Excessive discontinuity
Abnormal discontinuous tracing separated by prolonged IBI for PCA. This is usually seen in neonates with severe hypoxic ischemic encephalopathy, meningitis, encephalitis, and severe intraventricular hemorrhage.
Burst suppression
Burst suppression pattern is a pattern with high-amplitude burst (50–300µV) of delta and theta frequency with sharp waves and spikes followed by severe background suppression (<5µV). Usually, the background shows no reactivity to stimuli. In certain conditions like non-ketotic hyperglycinemia, the EEG bursts may be accompanied by myoclonic jerks (Fig.4.5).
Voltage amplitudes
Synchrony
Burst of morphological similar activity in the homologous head regions is separated by<1.5s.
<28 weeks: no asynchrony
28–32 weeks: 70% synchrony
>37 weeks: mostly synchronous Abnormal finding: Asynchrony of>1.5s may be significant if in excess for the PCA (Fig.4.6).
Delta brush
Delta brush is characterized by 0.3–1.5Hz delta activity superimposed with beta or fast activity (18–22Hz).
Other names are beta-delta complexes, ripples of prematurity, spindles/delta bursts.
They usually appear in the central region first followed by temporal and occipital and also disappear in the same order.
Most commonly seen during 24–34weeks and starts to disappear first in the active sleep after 30weeks.
They can be present in the quiet sleep up to 38weeks.
Abnormal findings: Delta brushes are often asynchronous, but when consistently absent on one side, a concern for some cerebral dysfunction is raised; if it is persistently present beyond 44weeks then it is consistent with dysmaturity (Fig.4.7).
Frontal sharps (Encoches Frontales):
These are blunt isolated biphasic broad sharp transients (0.5–0.75s) seen in the frontal region with initial smaller negativity followed by prominent positivity phase.
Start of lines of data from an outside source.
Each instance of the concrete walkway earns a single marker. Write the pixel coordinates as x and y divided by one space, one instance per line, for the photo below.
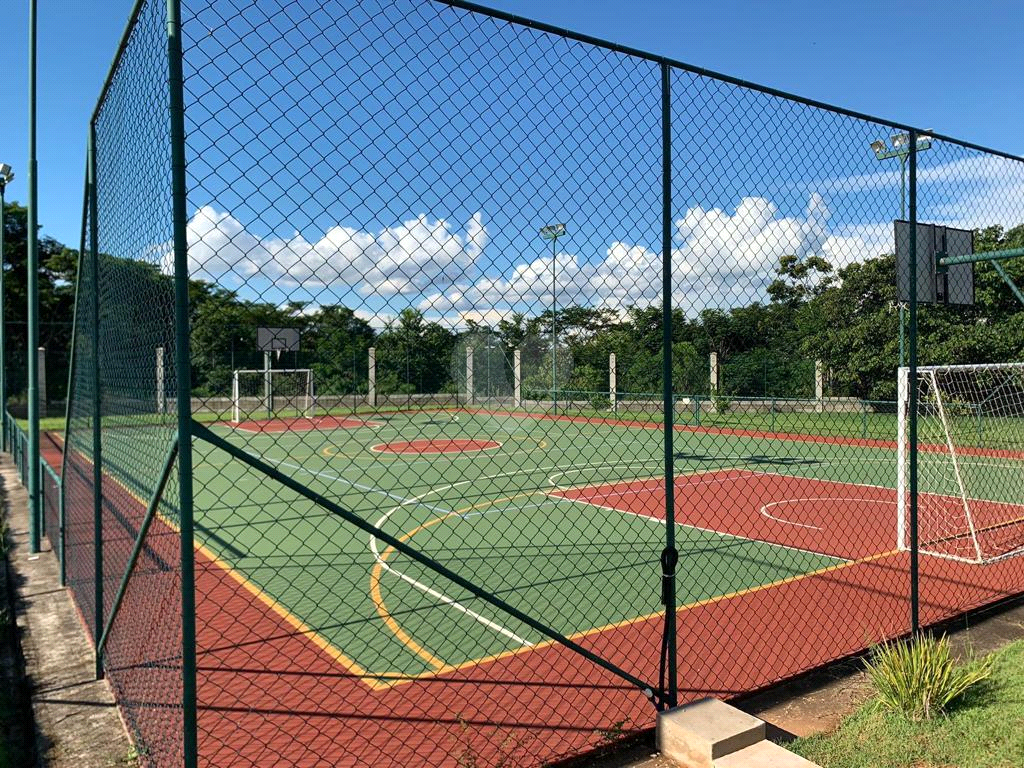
77 724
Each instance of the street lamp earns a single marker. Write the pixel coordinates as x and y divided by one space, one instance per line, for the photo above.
553 232
6 176
901 150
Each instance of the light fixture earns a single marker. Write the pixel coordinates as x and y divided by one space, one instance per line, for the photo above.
552 231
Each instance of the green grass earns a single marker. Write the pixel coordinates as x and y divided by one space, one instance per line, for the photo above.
984 729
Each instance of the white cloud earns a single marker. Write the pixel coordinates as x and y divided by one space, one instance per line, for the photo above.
720 259
400 260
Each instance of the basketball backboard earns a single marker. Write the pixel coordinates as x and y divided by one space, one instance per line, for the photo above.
936 285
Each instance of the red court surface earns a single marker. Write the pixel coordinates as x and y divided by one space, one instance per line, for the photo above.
269 691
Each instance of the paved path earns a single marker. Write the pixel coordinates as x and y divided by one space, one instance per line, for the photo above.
77 723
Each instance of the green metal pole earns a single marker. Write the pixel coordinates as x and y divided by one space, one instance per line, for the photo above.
1009 281
97 442
151 514
83 242
35 509
183 365
914 564
993 256
669 555
902 333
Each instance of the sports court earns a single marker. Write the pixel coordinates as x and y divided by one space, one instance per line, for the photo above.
559 516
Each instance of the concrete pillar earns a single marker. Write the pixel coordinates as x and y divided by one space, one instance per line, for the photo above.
161 391
372 379
612 383
517 379
42 381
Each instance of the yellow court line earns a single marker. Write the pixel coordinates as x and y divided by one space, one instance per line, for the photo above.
377 456
638 620
382 610
622 623
371 680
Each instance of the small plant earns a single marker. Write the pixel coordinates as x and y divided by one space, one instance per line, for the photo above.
615 731
920 679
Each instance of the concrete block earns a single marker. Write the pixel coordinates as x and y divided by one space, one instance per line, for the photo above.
696 734
763 755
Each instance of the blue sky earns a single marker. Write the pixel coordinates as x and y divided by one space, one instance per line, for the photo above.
963 80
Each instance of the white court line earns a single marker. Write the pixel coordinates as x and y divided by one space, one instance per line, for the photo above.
764 509
416 501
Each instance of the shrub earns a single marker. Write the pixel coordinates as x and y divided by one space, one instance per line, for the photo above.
920 678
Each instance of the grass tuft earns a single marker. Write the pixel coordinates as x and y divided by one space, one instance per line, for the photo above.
920 679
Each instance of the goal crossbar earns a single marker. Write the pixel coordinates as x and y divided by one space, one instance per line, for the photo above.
270 392
970 461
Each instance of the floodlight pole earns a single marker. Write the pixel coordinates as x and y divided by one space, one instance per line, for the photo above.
901 150
35 511
5 176
553 232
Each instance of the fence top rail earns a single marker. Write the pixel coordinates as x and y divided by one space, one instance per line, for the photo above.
655 58
608 45
122 46
969 367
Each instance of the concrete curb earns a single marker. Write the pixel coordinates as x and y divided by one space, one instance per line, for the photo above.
77 723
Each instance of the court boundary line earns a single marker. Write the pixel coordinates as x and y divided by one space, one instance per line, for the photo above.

They are usually symmetric and synchronous;
Frequently seen in the transitional stage of sleep;
Usually seen between 33 and 46 weeks of PCA with peak around 35weeks;
Mostly associated with rhythmic bi-frontal delta;
Abnormal findings: Consistently absent on one side or any asymmetry raises concern for structural lesion on the other side.
Asymmetry
Asymmetry is defined as a persistent difference in amplitude/voltage of>50% between homologous regions of right and left hemispheres. It should be interpreted with cautions as extracranial factors such a caput succedaneum, cephalhematoma, and subgaleal hemorrhage may result in similar findings.
Positive sharp waves
These are abnormal positive polarity sharp waves seen mostly in the rolandic and central vertex regions around the 5th–8th postnatal day in preterm neonates with severe intraventricular hemorrhages. Examples seen in neonates with interventricular hemorrhage, hydrocephalus, and periventricular leukomalacia. It is an electrographic marker often linked to parenchymal white matter injury and usually disappears in 3–4weeks.
Sharp transients
These are frequently seen in temporal, central, and frontal regions, and less frequently in vertex and occipital regions.
Abnormal sharp transients are differentiated from the Encoches Frontales by the presence of associated frontal slowing, usually asymmetric and seen mostly in active sleep and awake state.